Kx'a languages

Kx'a
Ju–ǂHoan
Geographic
distribution:
Angola, Namibia, and Botswana
Linguistic classification: One of the world's primary language families
(traditionally considered Khoisan)
Subdivisions:
Glottolog: kxaa1236[1]

The Kx'a languages, also called Ju–ǂHoan, are a family established in 2010 linking the ǂ’Amkoe (ǂHoan) language with the ǃKung (Juu) dialect cluster, a relationship that had been suspected for a decade.[2] Along with the Tuu languages and Khoe languages, they are one of three language families indigenous to southern Africa, which are typologically similar due to areal effects.

Languages

ǂ’Amkoe had previously been lumped in with the Tuu languages, perhaps over confusion with the dialect name ǂHȍȁn, but the only thing they have in common are typological features such as their bilabial clicks.

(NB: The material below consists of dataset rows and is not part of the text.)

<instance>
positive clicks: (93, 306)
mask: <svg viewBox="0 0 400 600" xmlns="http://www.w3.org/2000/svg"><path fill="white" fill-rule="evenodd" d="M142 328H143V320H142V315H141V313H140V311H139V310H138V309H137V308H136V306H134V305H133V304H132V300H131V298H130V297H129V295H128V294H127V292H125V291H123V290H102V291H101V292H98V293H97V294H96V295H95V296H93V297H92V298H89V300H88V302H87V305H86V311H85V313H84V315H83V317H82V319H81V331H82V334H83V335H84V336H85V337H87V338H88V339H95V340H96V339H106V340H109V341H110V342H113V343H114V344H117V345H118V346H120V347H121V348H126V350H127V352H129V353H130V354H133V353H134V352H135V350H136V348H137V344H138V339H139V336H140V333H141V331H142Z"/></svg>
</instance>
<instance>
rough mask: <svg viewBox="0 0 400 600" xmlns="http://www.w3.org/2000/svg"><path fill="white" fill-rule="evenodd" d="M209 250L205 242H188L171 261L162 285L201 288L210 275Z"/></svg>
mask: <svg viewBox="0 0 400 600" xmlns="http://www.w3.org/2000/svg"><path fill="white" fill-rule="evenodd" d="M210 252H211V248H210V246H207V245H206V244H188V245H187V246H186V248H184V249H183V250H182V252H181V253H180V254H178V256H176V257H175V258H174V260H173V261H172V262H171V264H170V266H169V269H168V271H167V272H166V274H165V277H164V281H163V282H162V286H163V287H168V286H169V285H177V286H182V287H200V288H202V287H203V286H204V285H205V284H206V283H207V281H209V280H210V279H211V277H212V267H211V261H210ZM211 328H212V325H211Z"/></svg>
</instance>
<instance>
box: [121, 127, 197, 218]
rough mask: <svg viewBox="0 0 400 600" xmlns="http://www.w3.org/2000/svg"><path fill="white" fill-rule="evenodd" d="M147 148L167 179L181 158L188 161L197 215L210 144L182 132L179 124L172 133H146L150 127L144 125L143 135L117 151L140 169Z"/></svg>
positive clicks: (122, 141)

Honken & Heine (2010) coined the term Kx'a for the family as a replacement for the rather inaccessible compound Ju–ǂHoan (easily confused with the Juǀʼhoan language), after the word [kxʼà] 'earth, ground', which is shared by the two branches of the family, though also by neighboring languages such as Kwadi.

Features

Honken & Heine (2010) reconstruct six click families for Kx'a: the five that occur in the most conservative dialects of ǃKung, plus the bilabial clicks of ǂHoan. Bilabial clicks became dental in ǃXun; retroflex clicks became lateral in ǂHoan and northern ǃXun, alveolar in southern ǃXun, and remained retroflex only in central ǃXun. However, Starostin (2003)[3] argues that the bilabial clicks are a secondary development in ǂHoan. He cites the ǂHoan words for 'one' and 'two', /ŋ͡ʘũ/ and /ʘoa/, where no other Khoisan language has a labial consonant of any kind in its words for these numerals.

References

  1. Hammarström, Harald; Forkel, Robert; Haspelmath, Martin; Bank, Sebastian, eds. (2016). "Kxa". Glottolog 2.7. Jena: Max Planck Institute for the Science of Human History.
  2. Honken, H. and Heine, B. 2010. "The Kx'a Family: A New Khoisan Genealogy". Journal of Asian and African Studies (Tokyo), 79, p. 5–36.
  3. Starostin G. (2003) A lexicostatistical approach towards reconstructing Proto-Khoisan, page 22. Mother Tongue, vol. VIII.